The mural was the brain child of history teacher Sean Battye and artist-in-residence Eva Sniatycka.
Mid-month the verdict was in and a 2016-17 Lady of the Lake had been chosen: Chailyn Vensel received the distinction at a crowning ceremony in Saywell Park. The event capped off a busy competition for Vensel and her fellow candidates. It also wrapped up Lake Days 2016.
“I loved the little events with all the other girls,” said Vensel. “I’m so proud of all of them. I’m so grateful that I shared this experience with them and I know they’ll do wonderful with everything else that they choose to do.”

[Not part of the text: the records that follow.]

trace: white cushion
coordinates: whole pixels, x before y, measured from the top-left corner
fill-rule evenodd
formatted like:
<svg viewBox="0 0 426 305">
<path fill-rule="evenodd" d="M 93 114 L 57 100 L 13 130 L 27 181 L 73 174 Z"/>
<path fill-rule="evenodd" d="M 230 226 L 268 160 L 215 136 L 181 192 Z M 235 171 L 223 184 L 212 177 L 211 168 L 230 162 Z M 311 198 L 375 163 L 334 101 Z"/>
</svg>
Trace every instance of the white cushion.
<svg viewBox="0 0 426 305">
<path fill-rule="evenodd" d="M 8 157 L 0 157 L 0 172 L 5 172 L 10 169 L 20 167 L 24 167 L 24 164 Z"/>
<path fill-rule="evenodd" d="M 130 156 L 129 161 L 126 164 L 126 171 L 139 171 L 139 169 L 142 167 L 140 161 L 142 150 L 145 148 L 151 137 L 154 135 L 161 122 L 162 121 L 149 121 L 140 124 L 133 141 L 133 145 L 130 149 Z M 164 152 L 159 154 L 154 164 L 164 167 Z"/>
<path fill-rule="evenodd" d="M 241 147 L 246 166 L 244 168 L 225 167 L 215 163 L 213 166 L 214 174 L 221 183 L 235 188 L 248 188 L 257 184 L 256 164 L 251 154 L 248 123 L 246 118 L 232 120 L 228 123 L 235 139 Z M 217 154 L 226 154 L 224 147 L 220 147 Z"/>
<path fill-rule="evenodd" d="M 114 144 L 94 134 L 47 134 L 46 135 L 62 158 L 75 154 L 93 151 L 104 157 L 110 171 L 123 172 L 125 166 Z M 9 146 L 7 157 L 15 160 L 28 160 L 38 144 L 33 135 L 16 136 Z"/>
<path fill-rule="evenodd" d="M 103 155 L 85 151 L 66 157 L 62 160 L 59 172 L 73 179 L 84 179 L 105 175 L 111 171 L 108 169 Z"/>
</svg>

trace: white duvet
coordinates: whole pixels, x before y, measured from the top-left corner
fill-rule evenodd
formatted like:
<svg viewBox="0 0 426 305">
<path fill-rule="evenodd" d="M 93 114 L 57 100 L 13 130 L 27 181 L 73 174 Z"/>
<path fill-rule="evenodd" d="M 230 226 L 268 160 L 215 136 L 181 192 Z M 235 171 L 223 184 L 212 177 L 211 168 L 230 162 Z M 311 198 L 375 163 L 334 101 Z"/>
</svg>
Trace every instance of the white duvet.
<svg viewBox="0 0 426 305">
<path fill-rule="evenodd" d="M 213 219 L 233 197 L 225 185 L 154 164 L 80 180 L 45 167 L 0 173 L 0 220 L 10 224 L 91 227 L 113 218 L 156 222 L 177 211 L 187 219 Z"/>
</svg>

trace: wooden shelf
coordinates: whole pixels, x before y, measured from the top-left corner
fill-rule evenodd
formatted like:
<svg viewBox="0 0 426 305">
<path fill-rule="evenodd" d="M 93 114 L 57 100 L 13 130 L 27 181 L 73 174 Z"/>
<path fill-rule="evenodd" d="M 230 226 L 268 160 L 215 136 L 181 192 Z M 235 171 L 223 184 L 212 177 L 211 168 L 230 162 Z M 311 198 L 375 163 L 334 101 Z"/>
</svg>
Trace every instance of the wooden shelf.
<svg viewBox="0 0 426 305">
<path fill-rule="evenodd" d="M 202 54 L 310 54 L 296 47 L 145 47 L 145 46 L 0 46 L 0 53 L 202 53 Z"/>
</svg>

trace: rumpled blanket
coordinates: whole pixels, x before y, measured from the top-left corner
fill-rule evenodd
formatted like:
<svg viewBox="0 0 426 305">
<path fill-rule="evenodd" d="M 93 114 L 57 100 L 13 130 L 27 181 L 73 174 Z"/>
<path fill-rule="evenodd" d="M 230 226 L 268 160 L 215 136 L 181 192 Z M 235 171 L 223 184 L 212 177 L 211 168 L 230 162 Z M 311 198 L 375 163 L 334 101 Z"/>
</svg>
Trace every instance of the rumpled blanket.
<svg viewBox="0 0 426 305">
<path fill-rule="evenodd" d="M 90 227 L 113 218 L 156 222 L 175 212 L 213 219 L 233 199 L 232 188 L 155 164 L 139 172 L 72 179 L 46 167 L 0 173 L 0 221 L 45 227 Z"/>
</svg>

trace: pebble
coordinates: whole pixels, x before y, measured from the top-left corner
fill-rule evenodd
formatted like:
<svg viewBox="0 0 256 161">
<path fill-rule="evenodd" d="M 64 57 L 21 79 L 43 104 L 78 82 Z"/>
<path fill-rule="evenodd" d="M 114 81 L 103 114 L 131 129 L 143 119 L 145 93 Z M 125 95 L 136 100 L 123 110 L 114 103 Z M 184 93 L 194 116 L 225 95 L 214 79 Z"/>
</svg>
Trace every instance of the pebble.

The title first princess went to Alexis Cage (South Shore Cabinetry) and second princess went to Teresa Melchior (Royal Canadian Legion).
On June 26, the power went out at the Lake and it stayed out for about 12 hours. This was a scheduled event by BC Hydro, which was performing upgrades on the transmission line that runs from Duncan to the lake communities.
Ted Olynyk of BC Hydro said the work is long overdue, stating that some of the equipment in our area has been in use since the 1960s and emphasizing if the work wasn’t done now the region would experience a lot more unplanned outages going forward.
Some business owners were upset about the decision and its potential impacts on their bottom line. Country Grocer rented a generator in order to keep the store open that day. They also had a barbecue outside for anyone unable to cook at home and looking for a bite to eat.